2 Septermber , 2021
To keep ownership of your crypto assets you need to have private keys.
Ownership of liquid assets such as stocks or crypto is a contentious issue.
As they say in crypto, “not your keys, not your coins.”
Past Incidents of Misuse of Ownership Rights
From past experiences of scams and hacks in financial markets, it is better to keep the ownership of your assets intact.
An example of its importance is the Karvy scam wherein the stockbroker, Karvy, secretly pledged the shares of the investors without their consent.
Pledging means taking a loan against stocks. These funds were then invested in the other ventures of the brokers.
It resulted in a loss of millions for thousands of investors.
Karvy misused the Power of Attorney (PoA) signed by the investors.
Similar scams have taken place in cryptoverse such as the Quadriga CX and Thodex rug pull.
In both these scandals, the owners of the Centralized Cryptocurrency Exchange (CEX) fled with investor money.
Other than that, if a CEX gets hacked, even then the investor cannot recover the funds unless the exchange takes responsibility and returns the investor money. For, instance Binance was hacked in 2019, but it covered the investors under its Secure Asset Fund emergency insurance fund.
To protect yourself from such malicious actors, the best solution is to keep crypto assets in a Non-Custodial wallet.
These wallets do not keep the ownership. The owner of the wallet owns the private keys of the crypto assets, hence has the sole discretion over the funds.
Let’s cover both Custodial and Non-Custodial wallets in detail.
Custodial Wallet
This wallet holds the funds of the user, but it does not provide the user with ultimate ownership. The private keys lie with the service providers who are also responsible for the security of the assets.
Its benefit is that the user does not need to protect the private keys or the seed phrase. Losing any of that puts the funds in danger or can result in loss of funds.
Another benefit is the user-friendly interface of the wallet. It hides all the complexities of interacting with the blockchain, smart contracts, etc., providing a high-level view of the operations.
Usually, when an investor purchases crypto on a CEX, the assets are held in the exchange’s wallet, which in most cases is a Custodial Wallet.
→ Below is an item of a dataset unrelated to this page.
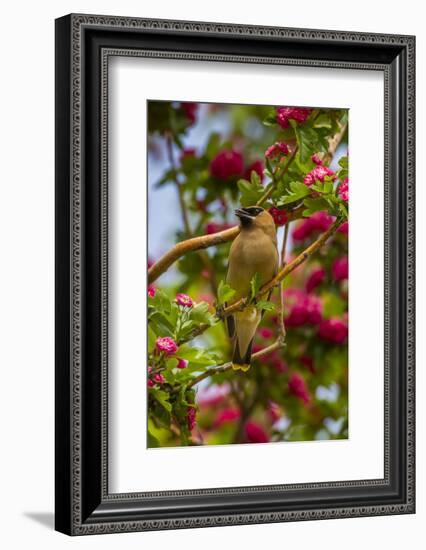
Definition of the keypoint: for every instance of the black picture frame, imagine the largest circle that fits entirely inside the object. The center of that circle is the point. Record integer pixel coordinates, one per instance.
(83, 504)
The biggest disadvantage is discussed above with respect to the different scams and hacks. Whoever holds the keys, controls the assets. So, in the case of Custodial Wallets, the ultimate owner is the service provider who can use the funds without the consent of the owner.
Non-Custodial Wallet
These wallets provide the user with private keys or seed phrases. The funds are stored on the blockchain rather than the wallet which is just used to interact with the blockchain. Non-Custodial Wallets act as a User Interface between the user and the blockchain.
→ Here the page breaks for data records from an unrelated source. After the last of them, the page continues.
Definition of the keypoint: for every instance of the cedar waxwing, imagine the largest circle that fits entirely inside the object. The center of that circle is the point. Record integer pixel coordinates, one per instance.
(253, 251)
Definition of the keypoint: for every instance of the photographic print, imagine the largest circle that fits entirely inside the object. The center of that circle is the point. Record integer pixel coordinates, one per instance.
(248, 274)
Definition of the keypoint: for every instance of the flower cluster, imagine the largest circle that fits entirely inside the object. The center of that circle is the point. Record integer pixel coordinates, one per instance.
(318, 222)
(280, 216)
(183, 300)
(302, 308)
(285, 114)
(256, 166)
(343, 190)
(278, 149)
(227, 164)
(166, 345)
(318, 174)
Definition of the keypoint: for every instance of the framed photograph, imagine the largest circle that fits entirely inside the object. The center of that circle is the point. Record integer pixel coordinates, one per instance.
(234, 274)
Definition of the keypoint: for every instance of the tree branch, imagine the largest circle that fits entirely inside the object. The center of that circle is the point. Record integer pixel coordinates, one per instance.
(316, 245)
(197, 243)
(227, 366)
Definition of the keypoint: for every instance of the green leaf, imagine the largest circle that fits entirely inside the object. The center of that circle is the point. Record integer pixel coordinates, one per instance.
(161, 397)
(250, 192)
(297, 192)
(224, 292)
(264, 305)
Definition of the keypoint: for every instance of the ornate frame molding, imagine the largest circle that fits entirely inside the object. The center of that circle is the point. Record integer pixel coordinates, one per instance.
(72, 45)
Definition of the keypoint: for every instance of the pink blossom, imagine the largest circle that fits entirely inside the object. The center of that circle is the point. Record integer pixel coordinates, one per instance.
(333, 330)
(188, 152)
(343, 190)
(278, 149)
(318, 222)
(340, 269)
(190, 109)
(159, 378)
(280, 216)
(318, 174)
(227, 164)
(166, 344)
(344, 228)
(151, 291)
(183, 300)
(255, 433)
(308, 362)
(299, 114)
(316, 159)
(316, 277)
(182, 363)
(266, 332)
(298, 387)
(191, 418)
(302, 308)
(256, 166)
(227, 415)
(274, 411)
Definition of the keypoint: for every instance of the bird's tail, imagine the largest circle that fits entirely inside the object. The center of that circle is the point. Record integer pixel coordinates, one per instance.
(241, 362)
In order to use the funds, the user has to sign the transactions with the private keys. Usually, Non-Custodial Wallets provide the user with a mnemonic seed phrase consisting of words. The phrase is used as a backup password recovery method. So, if a user loses the password of the wallet, they can recover it through the seed phrase.
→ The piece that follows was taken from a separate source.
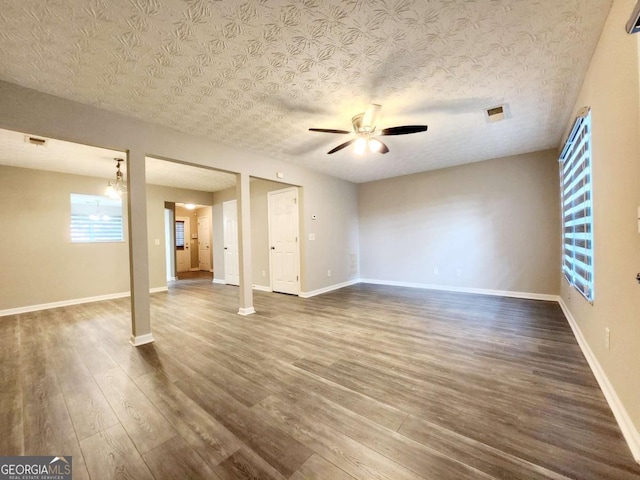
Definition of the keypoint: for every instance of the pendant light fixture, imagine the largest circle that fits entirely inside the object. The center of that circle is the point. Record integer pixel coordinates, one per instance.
(118, 188)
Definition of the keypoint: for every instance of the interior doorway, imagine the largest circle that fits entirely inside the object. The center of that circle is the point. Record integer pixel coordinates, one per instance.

The most significant benefit is that the user has the ultimate ownership and exercises complete control over the crypto assets.
The funds can be lost only if the user loses keys, the wallet is hacked or the blockchain gets compromised.
An issue with Non-Custodial Wallets is that the user has to interact with the blockchain which can be cumbersome for some. These wallets do not have as user-friendly experience as the Custodial Wallets do. Moreover, users should also have a basic knowledge of how to backup and restore their wallets.
Examples of Non-Custodial Wallets are Trezor, Metamask, Trust Wallet, Ledger, , etc.
One can use any type of wallet according to the circumstances. It should be kept in mind that nothing is hackproof. Any digital service one may use can be hacked. So, it is recommended to use only trustworthy services with robust security and control.